Voiceover: Earth finds herself under a threat it hasn't seen since "Independence Day" or "War of the Worlds" or "Signs" or "Men in Black," etc.
Shot of jungle.
Voiceover: From within the sacred jungles of Canada, a new brand of hero emerges.
Camera pans in on a monkey, eating a banana. Monkey looks serious.
Music: Twisted Sisters' "We're Not Gonna Take It" fades in.
Various shots of: Monkey b*tch-slapping an alien. Alien b*tch-slapping a monkey. Justin Bieber. And a monkey jumping out of a plane, pulling the parachute string with one hand and wielding a firing M-16 in the other.
Music: Twisted Sisters' "We're Not Gonna Take It" fades out.
Screen goes back to black. "Monkeys vs. Aliens. May 26, 2011"
Voiceover: Don't mess with our monkeys. Or try to invade Earth. Or both.
Quick parting shot of monkey grinning.
Note to Michael Bay: I've got this screenplay all typed up. Just have your people give my people a call and we can do lunch, baby. Ciao.
Alright, the California state rock issue is a little more legit than the, um, completely-legit other subjects du jour. But I feel that it needs to be discussed, so I am discussing it. ("The Official Office of Redundancy and Excessive Explanation" is quite pleased to read that sentence.)
So apparently people are up in arms about the state rock of California. (The rock is "serpentine," for all those keeping score at home.) The reason for the public outcry? It contains asbestos.

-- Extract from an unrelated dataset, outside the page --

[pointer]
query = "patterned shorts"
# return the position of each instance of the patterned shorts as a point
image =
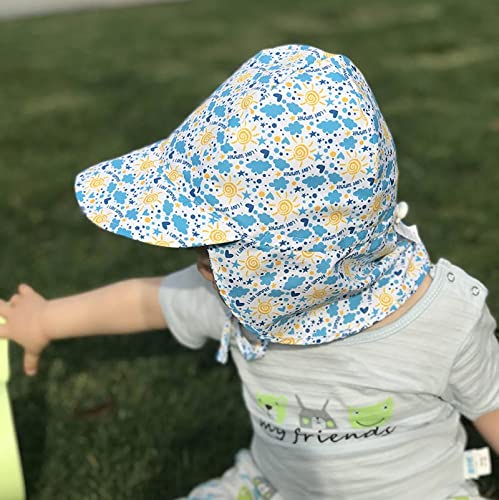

Yes, asbestos is not particularly healthy for people. (I suppose that's a bit like saying "bullets are not particularly healthy for people," but let's go with it.) I understand that part of it.
But just because serpentine is the state rock doesn't mean people need to inhale it. I mean, it's more of a symbol than anything, right? If people were forced to rub their faces in the official state rock, then the Ducks' official position would be to abolish that practice. (It doesn't make sense.) Failing that, the Ducks' official back-up position would be to change the state rock.
That isn't the case, though. No one is being forced to face asbestos exposure as a result of serpentine being "the official state rock."
When you get down to it, this really only serves to detract us from larger issues. Like Taliban monkeys, Chinese alien encounters and Michael Bay*.
*Seriously, Mike, have your peeps call mine. "Monkeys vs. Aliens" will be the greatest movie since your last one, which I (probably) loved.
Writer's note: If anyone steals my movie idea, I will be very upset. Unless you give me some of the royalties. Then we'll be cool again.